Son copain Ya Franck s’échappe. Il va alerter le camp de la Garde civile, qui borde le campus. Un peloton de «gardiens de paix» escorte l’amant de Rose Baramoto et tire des balles en l’air à la place Perestroïka pour se frayer un chemin. Vers la paroisse universitaire, ils prennent en otage trois étudiants pour les échanger avec Rose Baramoto qui, dans l’entre-temps était déjà libérée par les étudiants. Cette prise d’otage fait monter la tension. Les étudiants vont se retrouver à la place Perestroïka autour du feu, car il fait déjà nuit. Une seule question est au coeur des cogitations : comment faire pour libérer les trois étudiants pris en otage?
C’est dans cette foule agitée que Mange, étudiant en Polytechnique, disparaît pendant un temps. A son retour, il tranquillise tout le monde: «Les otages seront libérés demain». Son absence prolongée et l’assurance qu’il met dans son propos vont susciter la curiosité des autres étudiants. Molesté, Mange avoue qu’il était parti communiquer avec les services de sécurité par talkie-walkie dans la chambre de Yokoto, étudiant de première licence en Sciences politiques et administratives. Torturé davantage, Mange cite Nzongbia, étudiant en 3ème graduat Médecine. Ce dernier passera aux aveux en citant d’autres mouchards parmi les professeurs et chefs de travaux: Mombo, Essiso, Mondunga et Olofio. Nzongbia avoue avoir en plus égorgé en personne l’étudiant Asha trois mois auparavant, sur ordre des services spéciaux et que leur bande de mouchards avait éliminé au cours de trois dernières années 23 étudiants. La fouille de sa chambre dévoile des jumelles, une baïonnette, des cordelettes commandos avec mousquetons.

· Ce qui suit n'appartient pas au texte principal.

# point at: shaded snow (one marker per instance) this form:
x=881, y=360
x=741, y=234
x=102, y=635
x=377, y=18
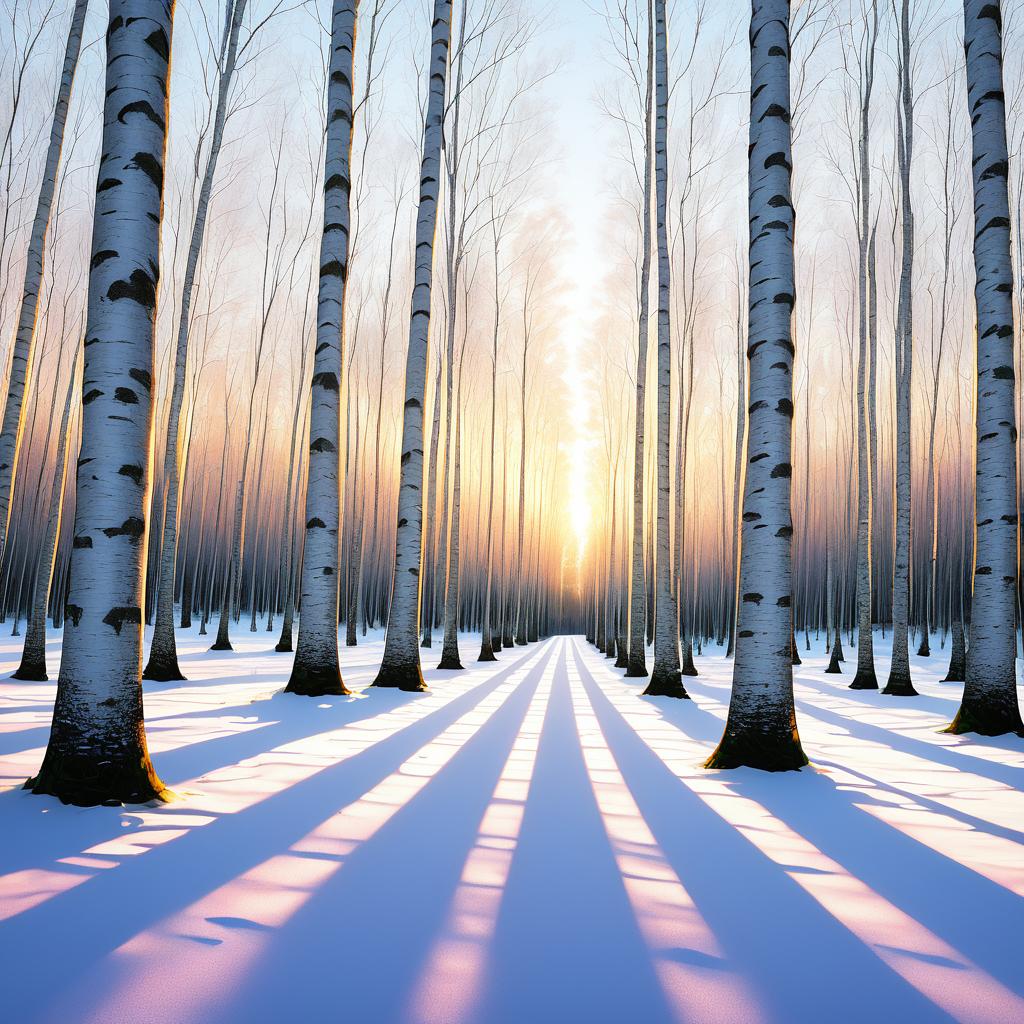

Pour cela, les étudiants prennent la décision de brûler vifs leurs camarades mouchards à l’aube du jeudi 10 mai 1990. Mange, Yokoto et Nzongbia sont battus à mort et jetés dans un trou de 5 mètres de profondeur. Le feu y est mis, mais ne prend pas à cause de la rosée matinale. Ils seront libérés vers 8 h par la Garde civile. Les étudiants originaires de l’Equateur sont alors pris pour cibles, pourchassés, tabassés. Leurs chambres sont pillées : syllabus brûlés.
Ce jeudi matin, le gouverneur du Shaba (Katanga) Koyagialo, frère de tribu de Mobutu, exprime le désir de venir parler aux étudiants sur le campus. Ces derniers vont exiger qu’il s’amène sans gardes du corps, sans ‘abacost’ et sans insigne du Mouvement populaire de la révolution (MPR)-parti-Etat. Le rendez-vous est pris pour samedi 12 mai. Entre-temps, le campus est bloqué par la gendarmerie du camp Mutombo en bordure du campus. Les affrontements entre étudiants et militaires vont durer trois heures, jusqu’à 14 heures sans faire des victimes.